国立情報学研究所の新井紀子教授の著書、『AI vs.教科書が読めない子どもたち』の中では、「就学補助率が高い学校ほど読解能力値の平均が低い」という気になる調査結果も指摘されている。言い換えれば貧困が読解力にマイナスの影響を与えているかもしれないということだが、貧困家庭の子どもたちの学習支援の現場では何が見えているのか。
東京・八王子で経済的に苦しい家庭の子どもたち向けに無料塾を運営しているNPO法人八王子つばめ塾の理事長、小宮位之(たかゆき)さんは、こう話す。
「つばめ塾でも、数学の連立方程式なら解けるのに文章題になったらできない。これは応用力ではなく読解力の問題だね、と話題になっています。また、主語、述語があるひとつの文章の形で話すことができず、『先生』『授業』など、単語のブツ切れで話したりLINEをしたりする。文章を構築できない子もいます」
八王子つばめ塾は、90人の生徒が在籍、社会人や学生のボランティア講師70人が指導に当たっている。

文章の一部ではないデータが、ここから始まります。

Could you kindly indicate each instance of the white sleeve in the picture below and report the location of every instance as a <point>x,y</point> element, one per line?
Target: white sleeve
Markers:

生徒は、中高生が対象だが、9割は中学生。中でも、中3、高3の受験期の子どもたちが多い。
小宮さんは「これはあくまでも推論ですが」と前置きしつつ、もし貧困と関係があるとしたら、親をはじめとする他者との関わりが少ないことに原因があるかもしれないと言う。
「一般家庭と貧困家庭では、親とのコミュニケーション量が違います。親と過ごす時間が少ないと、ユーチューブで好きなコンテンツをずっと見続けるなど、自分の世界にこもりがち。未知の世界に触れる機会が少なくなり、そうすると何かを読み解くという要素が日常生活から減るのではないでしょうか」
そしてこう続ける。
「家族の中での会話量が大事。親の長時間労働が問題ということです」
一般的な塾は「先生─生徒」という「タテの関係」だが、無料塾には「近所のボランティアのおじさん、おばさんや学生が教える」という「ナナメの関係」が存在する。それは未知の世界に触れる機会にもなるという。